Murat Başaran

Murat Başaran

[email protected]

Çocuklarını kazdıkları çukurda boğan ülke/şehir

05 Haziran 2011 - 21:00

  Keşke her şey masallarda olduğu gibi bir varmış, bir yokmuş gibi eşit bir söylemle başlayıp bu söylemle devam etseydi.

Ama bizim masalımızda(!) ne böyle bir başlangıç var ne de mutlu bir son…

Elif ve Ferhat’ın cennete uçmalarıyla bir kez daha yüzümüze tükürülen bu geçekten hareketle hayatımızın masalı dökülüyor dillerimizden…

Bir varmış çok yokmuş bizim masalımızda…

Yollara dökülen mucurları toplama zahmetinde bulunmayan kurumlarımızın varlığı sebebiyle trafik kazalarında kaybettiğimiz binlerce insanımız varmış…

“Sizlere yol yapıyoruz” pişkinliğiyle yapılan ve daha senesi dolmadan patates tarlalarına dönüşen yollarımız varmış, bu yolları yapmak için neredeyse köy meydanında açılan ve bir türlü kapatılmayan çukurlarımız ve bu çukurlarda can çekişe çekişe vefat eden çocuklarımız varmış.

Yaşanan benzeri olaylarda şanslı olup yaralı kurtulan insanlarımız da varmış ama bu insanlarımızın tedavilerini gerçekleştirebilecek ekipman yokmuş hastanelerimizde. Bu nedenle Diyarbakır veya Şanlıurfa’ya sevk edilen hastalarımız varmış.

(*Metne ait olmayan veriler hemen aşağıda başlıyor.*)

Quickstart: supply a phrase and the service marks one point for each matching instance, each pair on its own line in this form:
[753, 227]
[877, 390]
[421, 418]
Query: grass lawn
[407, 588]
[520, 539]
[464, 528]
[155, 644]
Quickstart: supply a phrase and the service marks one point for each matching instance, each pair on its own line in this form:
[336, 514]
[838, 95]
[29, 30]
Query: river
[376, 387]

Belki inanmayacaksınız ama bazen hasta taşırken takla atan ambulanslarımız varmış…

Birçok insanımız gibi yaşanan tüm bu olaylara yakînen şahid olan bir insan olarak –miş li geçmiş zaman kipinde yazmak istedim meramımı. Belki –mişli geçmiş zamana gömmek istedim tüm bu yaşananları.

Ama ne yazık ki; mesele bu kadar basit değil. Şehrimizde yaşanan son olayla birlikte, bir kez daha açığa çıkan bu ihmaller silsilesi artık kabul edilebilir bir durum da değil.

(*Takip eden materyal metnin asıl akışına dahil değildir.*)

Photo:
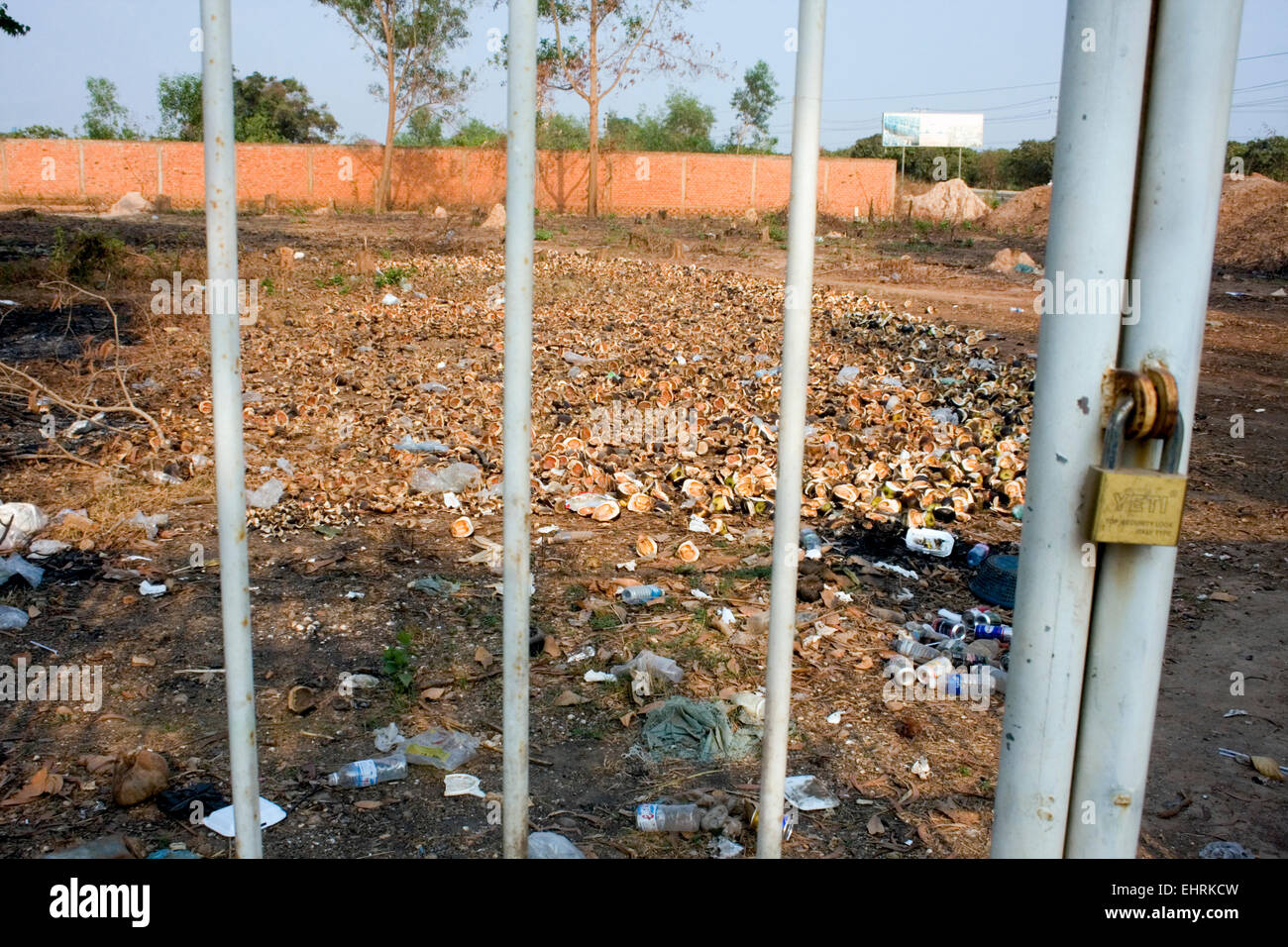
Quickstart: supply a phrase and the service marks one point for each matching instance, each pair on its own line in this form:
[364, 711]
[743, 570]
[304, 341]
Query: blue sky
[1000, 56]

Düpedüz “taksirle adam öldürme” sayılabilecek bir durum var karşımızda ve bırakın hesap sormayı adam akıllı bir açıklama bile yapılmış değil henüz. Henüz hiçbir yetkili arayıp aileye başsağlığı bile dilememiş.

Elif ve Ferhat’ın suda çırpınırken parçalanan parmakları şahid olsun ki; bu yaşananların hesabı, hesap soranların en hayırlısı olan ALLAH tarafından sorulacaktır. Ancak bu dünyada hesap sormak ve adaleti tesis etmek de millet tarafından kendisine bu görev verilen mercilerin işidir.

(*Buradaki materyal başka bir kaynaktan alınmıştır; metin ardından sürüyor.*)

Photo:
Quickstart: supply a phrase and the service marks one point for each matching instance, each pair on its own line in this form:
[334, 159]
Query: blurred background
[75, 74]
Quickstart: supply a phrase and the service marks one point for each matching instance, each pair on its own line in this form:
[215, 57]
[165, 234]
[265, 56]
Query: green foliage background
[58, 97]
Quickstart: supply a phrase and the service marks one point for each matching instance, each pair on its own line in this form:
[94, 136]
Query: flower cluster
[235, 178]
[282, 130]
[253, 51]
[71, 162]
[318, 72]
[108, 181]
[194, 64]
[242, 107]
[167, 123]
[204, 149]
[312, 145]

Eğer gerçek anlamda bir adaletten bahsedilmesi ve insanların bu adalete inanıp güvenmesi isteniyorsa mutlaka bu olayla ilgili sorumlular- ucu nereye dokunursa dokunsun- hesaba çekilmelidir. Bunu yapmayan bir adalet sistemi, bu cinayete taraftır.

Selam ve dua ile…

Ey iman edenler! Adaleti titizlikle ayakta tutan, kendini, ana-babanız ve akrabanız aleyhinde de olsa Allah için şahitlik eden kimseler olun. (Haklarında şahitlik ettikleriniz) zengin olsunlar, fakir olsunlar Allah onlara (sizden) daha yakındır. Hislerinize uyup adaletten sapmayın, (şahitliği) eğer, büker (doğru şahitlik etmez), yahut şâhidlik etmekten kaçınırsanız (biliniz ki) Allah yaptıklarınızdan haberdardır. (Nisa-135)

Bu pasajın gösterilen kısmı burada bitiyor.